Sigebert évoque son « visage terrible, maniant facilement la férule ».
A la richesse matérielle de l’abbaye correspond le développement du patrimoine intellectuel.          Les arts, les lettres et les sciences prennent un magnifique essor. L’école de Gembloux jette un éclat qui brille dans toute l’Europe.

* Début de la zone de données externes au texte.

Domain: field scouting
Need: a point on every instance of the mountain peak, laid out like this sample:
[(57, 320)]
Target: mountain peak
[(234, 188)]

L’abbé de Saint-Jacques à Liège (1020-1048)
En 1015, à la demande de l’évêque de Liège Baldéric II (1008-1018), fut entreprise la construction de l’abbaye Saint-Jacques, sur une île de la grande cité mosane.
Ce furent les moines de Gembloux qui en occupèrent les bâtiments si tôt que possible
Après avoir longtemps résisté aux sollicitations de Baldéric II et de son successeur, Olbert finit par accepter d’en être le premier abbé. Pour peupler le couvent il fit venir de Verdun et peut être de Florennes des moines bien disciplinés. Comme il l’avait fait avec les religieux de Gembloux, il prit soin d’employer une partie de leur activité à la transcription de manuscrits.
Le 29 juin 1048, Olbert fit ses adieux à la communauté gembloutoise. Il regagne alors Saint-Jacques où une forte fièvre le saisit. Il meurt à Liège le 14 juillet 1048.
Lorsque les moines de Gembloux apprirent son décès, ils accoururent à Liège. Ils ne purent cependant obtenir que la dépouille mortelle du rénovateur de leur couvent leur fut rendue.
Olbert fut enterré dans l’église abbatiale Saint-Jacques, sous la couronne du chœur.
Il avait présidé pendant trente-six années aux destinées de Saint-Pierre à Gembloux et vingt-huit autres à celles de Saint-Jacques à Liège.






Ndlr.
Cet article est un condensé du texte de Joseph Toussaint, docteur en histoire et historien de la ville de Gembloux, publié dans son remarquable ouvrage  « Gembloux, la ville et l’abbaye »                       éd. de L’Orneau -1977.

J’ai consulté aussi et repris certains renseignements utiles dans l’ouvrage de Léon Namêche           « La ville et le comté de Gembloux » éd. J. Duculot -1964.